The composer of this familiar Olympic theme was born on today's date in 1904 in Lyon, France. He was christened "Noel" Arnaud, but is better known as "Leo" Arnaud, the name he adopted after emigrating to the U.S.A. in the late 1930's.
Arnaud studied music in his native France with two of its leading composers, Vincent d'Indy and Maurice Ravel, before coming to America. Arnaud settled in Hollywood, where he worked as an orchestrator and arranger for numerous films, churning out scores for everything from "Blondie Goes Latin" to "The Ice Follies of 1939." The high point of Arnaud's cinematic career was an Oscar nomination for his work as an arranger for the 1964 musical "The Unsinkable Molly Brown."
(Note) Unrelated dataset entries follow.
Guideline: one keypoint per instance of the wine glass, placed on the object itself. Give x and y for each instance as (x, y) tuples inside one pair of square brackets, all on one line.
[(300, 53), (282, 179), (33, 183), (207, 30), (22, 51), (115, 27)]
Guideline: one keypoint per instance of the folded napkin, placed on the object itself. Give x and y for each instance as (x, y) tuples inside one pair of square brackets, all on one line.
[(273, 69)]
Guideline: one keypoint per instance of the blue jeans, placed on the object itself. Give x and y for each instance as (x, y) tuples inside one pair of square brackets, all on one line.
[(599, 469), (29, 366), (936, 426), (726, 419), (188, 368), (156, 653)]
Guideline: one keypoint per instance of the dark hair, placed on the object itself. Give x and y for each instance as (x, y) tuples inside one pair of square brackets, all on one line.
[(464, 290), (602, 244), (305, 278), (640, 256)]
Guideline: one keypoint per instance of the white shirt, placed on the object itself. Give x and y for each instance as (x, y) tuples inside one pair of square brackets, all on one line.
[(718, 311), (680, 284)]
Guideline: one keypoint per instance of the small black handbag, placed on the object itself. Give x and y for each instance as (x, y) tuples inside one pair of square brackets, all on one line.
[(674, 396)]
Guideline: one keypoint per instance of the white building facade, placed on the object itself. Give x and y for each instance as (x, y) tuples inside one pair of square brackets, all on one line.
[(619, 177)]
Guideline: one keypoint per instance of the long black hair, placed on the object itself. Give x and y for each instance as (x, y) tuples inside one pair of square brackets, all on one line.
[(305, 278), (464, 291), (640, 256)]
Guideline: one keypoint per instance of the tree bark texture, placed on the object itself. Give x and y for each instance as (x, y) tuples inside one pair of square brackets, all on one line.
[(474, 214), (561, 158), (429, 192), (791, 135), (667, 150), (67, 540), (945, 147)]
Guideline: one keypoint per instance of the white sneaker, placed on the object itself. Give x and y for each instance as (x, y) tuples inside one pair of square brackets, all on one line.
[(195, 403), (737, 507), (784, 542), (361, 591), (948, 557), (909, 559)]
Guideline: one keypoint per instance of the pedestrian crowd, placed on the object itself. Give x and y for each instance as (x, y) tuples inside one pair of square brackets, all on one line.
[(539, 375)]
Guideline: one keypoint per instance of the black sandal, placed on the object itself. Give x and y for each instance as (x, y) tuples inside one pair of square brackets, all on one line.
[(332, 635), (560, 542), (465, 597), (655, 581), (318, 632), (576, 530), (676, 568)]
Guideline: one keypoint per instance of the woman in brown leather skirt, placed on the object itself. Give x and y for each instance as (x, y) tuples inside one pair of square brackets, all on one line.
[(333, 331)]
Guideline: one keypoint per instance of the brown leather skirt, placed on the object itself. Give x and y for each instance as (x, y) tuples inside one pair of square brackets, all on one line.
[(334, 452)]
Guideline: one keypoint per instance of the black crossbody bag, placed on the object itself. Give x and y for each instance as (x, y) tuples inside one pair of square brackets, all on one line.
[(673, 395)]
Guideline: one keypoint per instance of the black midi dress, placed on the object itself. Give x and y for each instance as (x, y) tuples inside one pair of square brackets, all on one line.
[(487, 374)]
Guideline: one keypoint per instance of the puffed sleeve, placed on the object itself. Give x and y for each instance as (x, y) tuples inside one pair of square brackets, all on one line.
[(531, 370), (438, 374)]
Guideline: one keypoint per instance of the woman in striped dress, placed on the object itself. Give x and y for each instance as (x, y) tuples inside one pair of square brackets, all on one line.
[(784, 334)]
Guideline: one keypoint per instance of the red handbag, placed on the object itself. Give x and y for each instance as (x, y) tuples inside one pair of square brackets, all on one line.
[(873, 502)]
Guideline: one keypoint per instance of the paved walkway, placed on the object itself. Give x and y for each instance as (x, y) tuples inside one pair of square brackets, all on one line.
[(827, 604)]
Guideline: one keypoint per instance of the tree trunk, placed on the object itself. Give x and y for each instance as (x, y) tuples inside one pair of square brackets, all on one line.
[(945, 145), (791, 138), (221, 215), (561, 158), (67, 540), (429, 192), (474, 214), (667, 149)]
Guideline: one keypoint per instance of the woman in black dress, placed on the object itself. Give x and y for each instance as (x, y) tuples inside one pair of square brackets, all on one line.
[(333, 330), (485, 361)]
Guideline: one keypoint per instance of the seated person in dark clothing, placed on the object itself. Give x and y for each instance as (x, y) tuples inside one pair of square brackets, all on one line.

Some years earlier, Hollywood Bowl conductor Felix Slatkin commissioned Arnaud to write some music for a LP sonic spectacular designed to show off the new "stereophonic" recording process.
The album was titled "Charge!" and featured military style fanfares and suites, and included a cut entitled "Bugler's Dream." The original 1958 album notes described this music as: "derived from various bugle calls—suggesting perhaps a slumbering bugler's thoughts as they swirl in a fantasy of classical fanfares and radically modern cadenzas."
In 1968, when ABC television was looking for a musical theme for its Olympic coverage, they chose "Bugler's Dream." By 1988, when the NBC network secured TV rights for the Olympics, Arnaud's theme had become the instantly recognizable signature theme for the games. Its composer, Leo Arnaud, died in Los Angeles in 1991.